Il est sûrement inutile d’expliquer longuement le caractère troublé, matériellement et spirituellement, de la présente période, en particulier dans l’existence de notre peuple, les enfants d’Israël, partout où ils se trouvent. Comme ce fut toujours le cas dans l’histoire de notre peuple, l’impact de la spiritualité sur la situation matérielle est bien plus fort que l’effet inverse. Je n’ignore pas que cette idée s’écarte de la doctrine du matérialisme, mais cela n’a que peu de rapport avec ce qui suit. Bien entendu, en une telle période, la responsabilité incombant à chacun est largement accrue, beaucoup plus grande que dans les années passées. Combien plus est-ce le cas pour celle des personnes qui exercent une large influence, en différents domaines de la vie de notre peuple. Celle-ci est peut-être même bien plus déterminante que ne l’imaginent ces personnes elles-mêmes. Comme c’est systématiquement le cas, la responsabilité est à la mesure du mérite. Plus la première est grande, plus le second l’est également. Celui qui a une responsabilité et qui l’assume, ce qui n’est pas donné à tous, acquiert donc un grand mérite communautaire. Néanmoins, même quand on possède ce mérite, chaque moment n’est pas propice pour assumer sa mission et sa responsabilité.
Je fais bien allusion ici à votre propre responsabilité. Car, quelle que soit la manière officielle de caractériser la présente situation, c’est bien votre décision qui l’emporte, de manière concrète, en Terre Sainte, à l’heure actuelle, dans les domaines les plus primordiaux de la vie publique, certains d’entre eux ayant même une portée spirituelle. Je ne pose pas ici la question de savoir si le régime est démocratique ou non. Mon but n’est pas de polémiquer. Comme je l’ai dit, ma lettre n’est pas officielle et elle fait référence à l’action concrète. Or, d’après ce que je vois, c’est bien vous qui exercez la plus forte influence dans la conjoncture de notre pays, même si vous agissez parfois directement et, d’autres fois, de manière indirecte.

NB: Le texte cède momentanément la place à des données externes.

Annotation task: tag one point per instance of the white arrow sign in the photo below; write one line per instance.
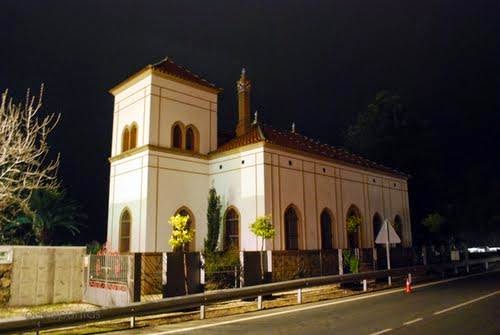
(387, 234)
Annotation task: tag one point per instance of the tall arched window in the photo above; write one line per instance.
(190, 140)
(232, 223)
(191, 246)
(177, 137)
(125, 139)
(291, 229)
(326, 229)
(354, 235)
(125, 223)
(133, 136)
(377, 225)
(398, 226)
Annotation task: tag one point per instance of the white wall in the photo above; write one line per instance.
(312, 185)
(239, 180)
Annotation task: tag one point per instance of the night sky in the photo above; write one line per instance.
(317, 63)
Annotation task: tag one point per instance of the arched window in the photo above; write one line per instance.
(353, 235)
(398, 226)
(291, 229)
(133, 136)
(125, 223)
(177, 137)
(232, 222)
(190, 140)
(326, 229)
(377, 225)
(191, 246)
(125, 139)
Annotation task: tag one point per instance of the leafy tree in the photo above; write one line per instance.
(49, 217)
(213, 220)
(434, 222)
(182, 234)
(263, 227)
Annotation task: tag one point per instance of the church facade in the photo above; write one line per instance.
(166, 155)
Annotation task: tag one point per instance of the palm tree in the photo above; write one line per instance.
(51, 215)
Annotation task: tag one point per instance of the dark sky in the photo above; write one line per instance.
(317, 63)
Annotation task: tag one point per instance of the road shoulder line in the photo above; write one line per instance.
(466, 303)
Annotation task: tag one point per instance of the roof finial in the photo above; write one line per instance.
(255, 120)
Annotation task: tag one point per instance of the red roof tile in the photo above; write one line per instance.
(168, 66)
(296, 141)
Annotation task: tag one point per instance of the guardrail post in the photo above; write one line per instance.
(202, 312)
(259, 302)
(299, 296)
(341, 262)
(132, 322)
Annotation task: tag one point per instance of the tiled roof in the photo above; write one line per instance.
(168, 66)
(296, 141)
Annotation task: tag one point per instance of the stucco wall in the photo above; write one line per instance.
(312, 185)
(257, 180)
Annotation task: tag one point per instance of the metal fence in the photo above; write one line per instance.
(109, 280)
(224, 277)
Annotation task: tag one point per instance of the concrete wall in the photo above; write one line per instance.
(46, 275)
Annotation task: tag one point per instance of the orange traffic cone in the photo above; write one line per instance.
(408, 285)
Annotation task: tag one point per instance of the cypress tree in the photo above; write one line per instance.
(213, 220)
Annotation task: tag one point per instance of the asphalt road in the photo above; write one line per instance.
(465, 306)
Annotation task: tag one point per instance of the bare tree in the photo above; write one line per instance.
(24, 165)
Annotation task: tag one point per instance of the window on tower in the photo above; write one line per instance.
(133, 136)
(177, 136)
(190, 139)
(125, 139)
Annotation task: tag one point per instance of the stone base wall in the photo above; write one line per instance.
(293, 264)
(151, 273)
(5, 281)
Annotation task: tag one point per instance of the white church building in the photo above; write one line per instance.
(166, 156)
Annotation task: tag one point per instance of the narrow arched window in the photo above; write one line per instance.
(190, 139)
(125, 139)
(326, 230)
(377, 225)
(191, 225)
(125, 223)
(177, 137)
(291, 229)
(232, 223)
(133, 136)
(398, 226)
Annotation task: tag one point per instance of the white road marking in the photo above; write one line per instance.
(256, 317)
(412, 321)
(466, 303)
(382, 331)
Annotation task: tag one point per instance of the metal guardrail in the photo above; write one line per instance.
(199, 300)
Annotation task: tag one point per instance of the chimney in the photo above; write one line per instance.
(244, 121)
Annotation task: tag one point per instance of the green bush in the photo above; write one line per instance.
(351, 262)
(219, 269)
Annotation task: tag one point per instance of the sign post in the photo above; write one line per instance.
(387, 235)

Dans les années passées, on avait coutume de dire, dans certains milieux, que les Juifs vivant hors de Terre Sainte doivent avoir recours à la foi juive et à tout ce qui la concerne afin de se préserver de l’assimilation. Ceux qui se sont protégés d’une autre façon, en particulier ceux qui se sont installés en Erets Israël avec leur propre organisation, ont considéré que l’environnement, la langue, la structure étaient tout à fait suffisants, qu’ils pouvaient se passer de la foi juive, ou bien, selon une formulation plus incisive, qu’ils ne s’imposeraient pas une telle “ corvée ” dans leur vie, une corvée quotidienne, conditionnant la réalisation la plus importante comme l’acte le plus banal. Néanmoins, l’avancement et le développement de la conjoncture en Erets Israël, pendant les sept ou huit dernières années, établissent clairement que la religion, aussi nécessaire qu’elle ait pu être auparavant, pour les Juifs des autres pays, est infiniment plus fondamentale pour ceux qui résident en Terre Sainte. L’une des raisons essentielles de ce constat est la suivante. Erets Israël est exposé à un danger : la seconde génération pourrait se forger une personnalité nouvelle, qui porterait le nom d’Israël, mais serait totalement étrangère au passé de notre peuple, à ses valeurs éternelles et immuables, qui lui serait même opposée par sa vision du monde, par sa culture, par le contenu de son existence quotidienne et qui manifesterait son opposition alors qu’elle s’exprime en hébreu, réside sur la terre des Patriarches et qu’elle est capable de s’enthousiasmer pour la Bible.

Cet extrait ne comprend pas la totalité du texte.